Comment #3 posted by BGreen on June 02, 2003 at 13:47:55 PT
From the Royal Canadian Mounted Police Website
Canadian marihuana is sometimes used as a currency to purchase cocaine that is warehoused in the USA. The exchange ratio is about 3 to 1. Exchanges of 1 to 1 have been rumored but never substantiated. Furthermore, such a rate of exchange does not make sound commercial sense considering that a kilo of cocaine sells for $13,000 US (in lots of 50 kilos or more) while the wholesale price of a kilo of marihuana ranges around $6,000 or $8,000 US.
RCMP Criminal Intelligence Program
[ Post Comment ]


Comment #2 posted by kaptinemo on June 02, 2003 at 06:50:31 PT:
Okay, it's time for some balloon busting
*B.C. Bud is so sought after in the United States that it has been known to trade on the street dollar for dollar with cocaine, federal law enforcement officials say.*
 
I've been listening to this crap about "BC Bud" being traded pound for pound-for-cocaine, yet never seen any definite arrest reports in which this kind of deal actually takes place.I mean, come on, if it were as common as the LEOs say they are, then surely by now some major bust based SOLELY upon this would have taken place, with the boys in blue trumpetting their latest bust as vindication of their position.But you never see that.

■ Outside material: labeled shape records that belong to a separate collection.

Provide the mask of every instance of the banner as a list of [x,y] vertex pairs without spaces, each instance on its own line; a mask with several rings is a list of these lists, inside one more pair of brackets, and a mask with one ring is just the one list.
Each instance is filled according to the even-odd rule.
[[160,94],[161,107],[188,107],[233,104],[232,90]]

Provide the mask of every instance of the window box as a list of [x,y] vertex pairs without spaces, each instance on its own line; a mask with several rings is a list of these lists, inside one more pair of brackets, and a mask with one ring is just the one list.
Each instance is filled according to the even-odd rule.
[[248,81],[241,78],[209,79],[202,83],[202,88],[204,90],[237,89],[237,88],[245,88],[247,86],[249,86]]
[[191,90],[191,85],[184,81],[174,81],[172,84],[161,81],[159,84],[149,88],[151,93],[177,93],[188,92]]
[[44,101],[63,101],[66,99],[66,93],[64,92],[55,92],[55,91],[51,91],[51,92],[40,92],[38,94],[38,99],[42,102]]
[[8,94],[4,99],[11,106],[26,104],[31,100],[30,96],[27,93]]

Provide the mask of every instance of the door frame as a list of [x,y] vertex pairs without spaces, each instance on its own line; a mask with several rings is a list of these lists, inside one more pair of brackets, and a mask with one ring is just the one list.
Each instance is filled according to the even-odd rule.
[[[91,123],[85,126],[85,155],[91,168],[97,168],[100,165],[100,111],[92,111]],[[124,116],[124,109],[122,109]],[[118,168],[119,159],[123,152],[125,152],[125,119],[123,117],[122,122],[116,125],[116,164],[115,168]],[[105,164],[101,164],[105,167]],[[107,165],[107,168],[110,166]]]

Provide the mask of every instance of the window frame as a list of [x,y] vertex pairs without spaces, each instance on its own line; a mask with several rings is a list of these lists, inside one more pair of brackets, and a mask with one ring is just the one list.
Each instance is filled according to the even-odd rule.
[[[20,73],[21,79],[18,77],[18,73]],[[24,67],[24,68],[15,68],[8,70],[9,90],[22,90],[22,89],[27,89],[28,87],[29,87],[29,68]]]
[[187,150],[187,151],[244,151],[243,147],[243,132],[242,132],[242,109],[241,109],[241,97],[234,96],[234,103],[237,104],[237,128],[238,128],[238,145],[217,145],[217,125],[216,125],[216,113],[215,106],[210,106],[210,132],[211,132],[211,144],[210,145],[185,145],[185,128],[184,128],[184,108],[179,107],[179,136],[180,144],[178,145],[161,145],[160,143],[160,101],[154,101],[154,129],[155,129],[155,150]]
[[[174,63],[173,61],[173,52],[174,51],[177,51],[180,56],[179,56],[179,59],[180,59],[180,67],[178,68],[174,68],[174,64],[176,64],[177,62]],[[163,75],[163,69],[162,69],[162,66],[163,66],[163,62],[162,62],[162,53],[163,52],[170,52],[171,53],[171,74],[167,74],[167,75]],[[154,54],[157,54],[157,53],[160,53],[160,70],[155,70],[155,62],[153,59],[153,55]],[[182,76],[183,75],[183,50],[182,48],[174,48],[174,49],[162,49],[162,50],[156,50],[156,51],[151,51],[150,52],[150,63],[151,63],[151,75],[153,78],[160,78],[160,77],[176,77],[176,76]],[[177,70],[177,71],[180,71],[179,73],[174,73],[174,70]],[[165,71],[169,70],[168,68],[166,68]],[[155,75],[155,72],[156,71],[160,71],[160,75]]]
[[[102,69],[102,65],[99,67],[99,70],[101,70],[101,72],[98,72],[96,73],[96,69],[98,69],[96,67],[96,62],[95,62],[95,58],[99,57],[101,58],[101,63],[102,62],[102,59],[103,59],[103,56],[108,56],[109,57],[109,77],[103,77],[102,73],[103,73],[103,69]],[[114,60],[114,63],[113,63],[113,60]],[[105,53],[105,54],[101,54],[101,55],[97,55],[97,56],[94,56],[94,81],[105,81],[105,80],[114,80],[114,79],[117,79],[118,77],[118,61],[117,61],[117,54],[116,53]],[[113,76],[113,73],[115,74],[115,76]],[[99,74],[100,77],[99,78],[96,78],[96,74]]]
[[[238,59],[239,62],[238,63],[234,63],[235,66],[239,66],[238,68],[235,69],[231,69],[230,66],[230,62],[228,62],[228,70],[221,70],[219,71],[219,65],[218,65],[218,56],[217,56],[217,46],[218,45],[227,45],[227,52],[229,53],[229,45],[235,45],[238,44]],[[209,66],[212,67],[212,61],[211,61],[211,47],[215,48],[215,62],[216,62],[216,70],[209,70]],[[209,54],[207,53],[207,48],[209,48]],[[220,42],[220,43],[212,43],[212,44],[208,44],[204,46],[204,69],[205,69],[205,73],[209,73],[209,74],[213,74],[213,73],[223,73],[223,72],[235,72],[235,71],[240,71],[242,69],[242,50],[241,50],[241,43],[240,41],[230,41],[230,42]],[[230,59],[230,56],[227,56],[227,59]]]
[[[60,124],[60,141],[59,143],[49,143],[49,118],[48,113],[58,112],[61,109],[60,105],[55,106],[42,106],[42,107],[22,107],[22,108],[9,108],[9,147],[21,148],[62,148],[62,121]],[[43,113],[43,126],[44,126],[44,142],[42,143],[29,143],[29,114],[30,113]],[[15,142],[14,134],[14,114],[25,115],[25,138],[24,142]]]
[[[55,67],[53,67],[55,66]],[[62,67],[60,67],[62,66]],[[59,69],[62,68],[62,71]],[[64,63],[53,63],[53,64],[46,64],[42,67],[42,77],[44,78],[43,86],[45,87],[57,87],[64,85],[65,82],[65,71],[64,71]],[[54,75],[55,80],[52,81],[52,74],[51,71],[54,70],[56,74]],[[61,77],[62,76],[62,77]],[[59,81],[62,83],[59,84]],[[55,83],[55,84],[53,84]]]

Yet we are STILL hearing this unproved verbal garbage coming from these people's mouths.First off, no disrespect to our friends in BC, but I've had the opportunity to smoke some honest-to-God bona fide "BC Bud", supposedly some the (drum roll and trumpet blare, with overly amped announcer's voice) ABSOLUTE BEST! and in some cases I've had better domestically-made product that worked faster and had a bigger punch that the supposed "Cadillac of Cannabis".I sure wouldn't pay the kind of prices that this article tacitly suggests that we are. Not for high priced importado of unknown quality when I can get a known quality, locally.Antis are slowly being chivvied by the news media into a corner where they will have to 'put up or shut up' about cannabis. This idiotic "white powder for green gold" nonsense is one of the worst examples of what happens when the media fails to do it's job
[ Post Comment ]


Comment #1 posted by Virgil on June 01, 2003 at 15:32:55 PT
I hate to say it
But are we now now all imprisoned. It is only a matter of degree from solitary confinement to getting fired from a temp job for smoking a j. Really, I have my feelings narrowed down to being imprisoned and being enslaved. Well, maybe I feel both.